Bornean woolly horseshoe bat
- Conservation status: Endangered (IUCN 3.1)

Scientific classification
- Kingdom: Animalia
- Phylum: Chordata
- Class: Mammalia
- Order: Chiroptera
- Family: Rhinolophidae
- Genus: Rhinolophus
- Species: R. proconsulis
- Binomial name: Rhinolophus proconsulis Hill, 1959
- Synonyms: R. arcuatus proconsulis Hill, 1959;

= Bornean woolly horseshoe bat =

- Genus: Rhinolophus
- Species: proconsulis
- Authority: Hill, 1959
- Conservation status: EN

Species of bat

The Bornean woolly horseshoe bat or Proconsul's horseshoe bat (Rhinolophus proconsulis) is an endangered species of horseshoe bat found on Borneo. Though it was discovered in 1959, it was not recognized as a distinct species until 2013.

==Taxonomy and etymology==
This bat was initially described in 1959 from specimens in Borneo as a subspecies of the arcuate horseshoe bat and given the name Rhinolophus arcuatus proconsulis. The author of the 1959 paper, British mammalogist John Edwards Hill, stated that the subspecies was similar in appearance to R. arcuatus, with the exception of its larger body and skull size.
Hill later published that a population of R. a. proconsulis was on Sulawesi as well. Authors of a 2013 paper determined that the two populations of R. a. proconsulis on Borneo and Sulawesi were each cryptic species.

They elevated the Borneo population to species rank, R. proconsulis, on the basis of morphological data.

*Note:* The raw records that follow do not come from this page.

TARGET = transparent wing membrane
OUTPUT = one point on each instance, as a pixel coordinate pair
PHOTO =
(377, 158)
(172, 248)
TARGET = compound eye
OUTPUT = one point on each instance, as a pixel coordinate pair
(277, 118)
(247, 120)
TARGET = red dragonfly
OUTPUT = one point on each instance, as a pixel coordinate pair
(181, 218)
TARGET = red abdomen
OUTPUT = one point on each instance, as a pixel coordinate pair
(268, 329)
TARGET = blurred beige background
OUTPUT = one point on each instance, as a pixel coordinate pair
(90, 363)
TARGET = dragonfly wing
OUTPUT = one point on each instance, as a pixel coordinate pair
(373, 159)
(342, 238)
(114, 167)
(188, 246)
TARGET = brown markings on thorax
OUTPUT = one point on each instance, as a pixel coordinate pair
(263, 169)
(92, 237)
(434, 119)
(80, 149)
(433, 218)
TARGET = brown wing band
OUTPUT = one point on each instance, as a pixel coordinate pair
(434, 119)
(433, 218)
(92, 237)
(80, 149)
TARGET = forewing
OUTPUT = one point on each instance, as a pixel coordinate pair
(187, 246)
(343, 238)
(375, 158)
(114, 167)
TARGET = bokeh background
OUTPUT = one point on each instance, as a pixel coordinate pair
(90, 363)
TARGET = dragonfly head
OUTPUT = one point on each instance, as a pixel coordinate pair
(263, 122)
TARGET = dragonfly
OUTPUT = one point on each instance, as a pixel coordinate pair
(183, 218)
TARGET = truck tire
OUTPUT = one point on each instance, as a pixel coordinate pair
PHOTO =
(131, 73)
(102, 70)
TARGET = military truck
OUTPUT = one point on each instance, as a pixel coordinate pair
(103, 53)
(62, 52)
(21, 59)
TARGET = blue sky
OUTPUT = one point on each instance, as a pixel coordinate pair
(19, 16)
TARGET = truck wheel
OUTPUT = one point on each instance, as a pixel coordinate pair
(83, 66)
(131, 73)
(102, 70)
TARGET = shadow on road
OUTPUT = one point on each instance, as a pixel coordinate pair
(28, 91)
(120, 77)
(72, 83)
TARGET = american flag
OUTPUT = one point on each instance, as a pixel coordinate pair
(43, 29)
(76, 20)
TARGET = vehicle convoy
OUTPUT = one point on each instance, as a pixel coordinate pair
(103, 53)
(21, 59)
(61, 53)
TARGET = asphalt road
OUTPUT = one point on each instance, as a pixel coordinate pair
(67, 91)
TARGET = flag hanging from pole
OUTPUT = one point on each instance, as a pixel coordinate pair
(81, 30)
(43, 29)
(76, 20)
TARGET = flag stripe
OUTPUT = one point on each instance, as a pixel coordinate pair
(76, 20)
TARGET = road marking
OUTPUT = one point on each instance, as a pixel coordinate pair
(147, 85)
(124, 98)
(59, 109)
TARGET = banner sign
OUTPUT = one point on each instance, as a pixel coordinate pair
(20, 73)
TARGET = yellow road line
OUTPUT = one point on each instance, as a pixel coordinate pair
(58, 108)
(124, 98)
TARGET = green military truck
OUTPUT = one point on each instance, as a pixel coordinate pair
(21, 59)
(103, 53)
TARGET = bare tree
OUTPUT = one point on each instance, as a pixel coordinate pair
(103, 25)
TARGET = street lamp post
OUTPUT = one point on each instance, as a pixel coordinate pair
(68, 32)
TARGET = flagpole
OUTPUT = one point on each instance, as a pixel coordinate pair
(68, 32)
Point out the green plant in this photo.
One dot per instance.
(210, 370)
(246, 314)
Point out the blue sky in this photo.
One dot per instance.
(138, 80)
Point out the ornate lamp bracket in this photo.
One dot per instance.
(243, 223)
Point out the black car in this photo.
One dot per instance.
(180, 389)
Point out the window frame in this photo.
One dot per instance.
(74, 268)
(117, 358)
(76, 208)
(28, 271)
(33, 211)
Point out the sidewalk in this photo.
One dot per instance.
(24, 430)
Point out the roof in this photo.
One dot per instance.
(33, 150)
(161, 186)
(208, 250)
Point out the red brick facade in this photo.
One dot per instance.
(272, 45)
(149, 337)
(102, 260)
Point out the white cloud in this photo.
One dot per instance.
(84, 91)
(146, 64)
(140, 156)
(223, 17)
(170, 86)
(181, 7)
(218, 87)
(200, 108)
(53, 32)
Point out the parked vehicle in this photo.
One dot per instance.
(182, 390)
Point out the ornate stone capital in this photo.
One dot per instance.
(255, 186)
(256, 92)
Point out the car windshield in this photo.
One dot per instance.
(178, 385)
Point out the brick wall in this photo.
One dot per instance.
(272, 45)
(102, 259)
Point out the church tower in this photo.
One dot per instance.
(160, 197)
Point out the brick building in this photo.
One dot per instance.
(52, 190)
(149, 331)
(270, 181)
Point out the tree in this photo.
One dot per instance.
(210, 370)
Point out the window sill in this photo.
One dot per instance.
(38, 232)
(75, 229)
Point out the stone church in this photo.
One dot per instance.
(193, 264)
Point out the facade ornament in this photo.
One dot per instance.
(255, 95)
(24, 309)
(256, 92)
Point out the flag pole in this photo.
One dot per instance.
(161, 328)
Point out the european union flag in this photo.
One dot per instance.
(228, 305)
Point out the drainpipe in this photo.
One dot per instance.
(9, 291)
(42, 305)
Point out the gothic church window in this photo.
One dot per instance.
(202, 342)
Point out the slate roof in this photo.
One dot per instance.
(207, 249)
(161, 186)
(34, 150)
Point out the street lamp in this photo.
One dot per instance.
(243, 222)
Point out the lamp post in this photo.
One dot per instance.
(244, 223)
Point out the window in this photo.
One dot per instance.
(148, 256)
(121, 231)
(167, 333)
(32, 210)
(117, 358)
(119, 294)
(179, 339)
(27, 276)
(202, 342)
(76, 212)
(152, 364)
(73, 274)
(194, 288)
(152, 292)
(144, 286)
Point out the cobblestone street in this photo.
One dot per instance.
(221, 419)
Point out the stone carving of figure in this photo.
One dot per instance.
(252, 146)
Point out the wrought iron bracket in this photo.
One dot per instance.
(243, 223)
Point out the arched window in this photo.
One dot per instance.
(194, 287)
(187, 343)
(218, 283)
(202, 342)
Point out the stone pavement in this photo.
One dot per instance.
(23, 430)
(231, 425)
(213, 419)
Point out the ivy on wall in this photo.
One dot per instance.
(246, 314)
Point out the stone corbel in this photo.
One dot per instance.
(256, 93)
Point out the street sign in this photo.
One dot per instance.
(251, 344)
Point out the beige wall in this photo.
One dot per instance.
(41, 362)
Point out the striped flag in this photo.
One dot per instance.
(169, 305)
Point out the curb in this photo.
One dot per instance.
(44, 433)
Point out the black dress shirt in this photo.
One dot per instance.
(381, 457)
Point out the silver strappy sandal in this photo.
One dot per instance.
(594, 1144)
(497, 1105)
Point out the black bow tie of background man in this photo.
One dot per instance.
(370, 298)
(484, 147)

The Sulawesi "R. a. procunsulis" was also elevated to species rank in the 2013 paper; it is now called Rhinolophus belligerator. Like the arcuate horseshoe bat, R. proconsulis is placed in the euryotis species group of the horseshoe bat genus.

Its species name proconsulis is derived from Latin "proconsul", meaning "a man who became governor of a province or a military commander following a term as consul." Hill chose this species name "in honour of the Office of H.M. Governor of the Colony of Sarawak, which, having succeeded the hereditary Rajahs, often honoured in this way, has not as far as I am aware yet inspired such a name."

==Description==
The fur on its back is dark brown; the bases of the hairs on the back are grayish. Fur on the ventral surface is pale brown. Its forearm is 46.8-48.3 mm long. Its horseshoe is 9.3-9.7 mm long.

==Range and habitat==
It is known from nine localities in three locations. It has been documented in six caves in Sarawak, Malaysia, two sites in Central Kalimantan, Indonesia, and one site in East Kalimantan, Indonesia. During the day, it roosts in limestone caves. As a cave dweller, it differs ecologically from its relative Rhinolophus arcuatus, which lives in forests.

==Conservation==
It is currently evaluated as endangered by the IUCN. Caves in Borneo are threatened by disturbance via guano mining, ecotourism, and collecting nests of edible-nest swiftlets. Palm oil plantations and cocoa plantations are resulting in the loss of foraging habitat for insectivorous bats.